# Corn Snake Growth rate?



## MikeDarrellJohnson (Sep 3, 2009)

Hello Good people of Reptile Forums UK!!! 

I just recently got myself a baby black and silver Corn....
and i absolutly loved his dad same colours and everything and he was about 4 foot long.
My snake is about 16-17 inches right now and i just wanted to know the growth rate or rough growth rate of corn snakes.
Is it something like a foot a year? or less?
i just want to know how long it will take for him to get up to a pretty decent size

Thanks 

Mike.


----------



## Ssthisto (Aug 31, 2006)

I wouldn't be surprised if he's three feet long by the time he's two and a half to three years old, and he COULD be bigger depending on how fast he grows. Every snake has a slightly different growth rate; I have '06 animals who are not much more than three feet, and '06ers who are over four feet.
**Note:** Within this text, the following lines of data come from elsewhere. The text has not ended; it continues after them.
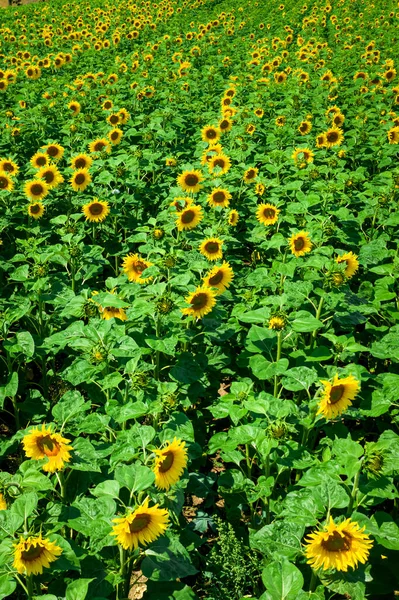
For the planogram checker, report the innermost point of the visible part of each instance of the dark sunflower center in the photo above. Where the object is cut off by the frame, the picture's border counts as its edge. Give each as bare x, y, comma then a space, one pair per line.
199, 301
96, 208
188, 217
337, 542
216, 279
191, 180
48, 446
32, 553
336, 393
80, 178
36, 189
269, 213
212, 247
299, 243
167, 462
139, 523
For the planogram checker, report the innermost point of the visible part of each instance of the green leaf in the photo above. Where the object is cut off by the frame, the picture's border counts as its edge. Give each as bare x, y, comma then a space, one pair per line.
282, 580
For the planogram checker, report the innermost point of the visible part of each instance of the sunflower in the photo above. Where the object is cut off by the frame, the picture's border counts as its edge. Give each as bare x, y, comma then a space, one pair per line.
170, 463
36, 210
99, 145
74, 107
142, 526
267, 214
189, 217
190, 181
134, 265
211, 248
36, 189
201, 302
305, 127
338, 396
51, 176
34, 553
81, 161
334, 137
54, 151
210, 134
80, 180
44, 444
233, 218
8, 166
338, 546
115, 136
6, 183
219, 277
219, 197
352, 264
96, 211
250, 174
300, 243
221, 162
40, 159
But I would strongly recommend against feeding him too much to try to get him to grow faster - this is known as "power feeding" and can strain their organs and reduce their lifespan, and can result in a snake with a head that's too small, proportionally, for their body size.


----------



## Gina. (Sep 9, 2009)

Heyy, you got to see the parents of ours? I didn't 
What were they like?


----------



## MikeDarrellJohnson (Sep 3, 2009)

yeah i got to see the dad he was about 4 foot long 
black and grey with a yellow stripe down the side
absolutely epic!
cant wait for mine to grow that big


----------



## Gina. (Sep 9, 2009)

Awesome 
Yeahh same


----------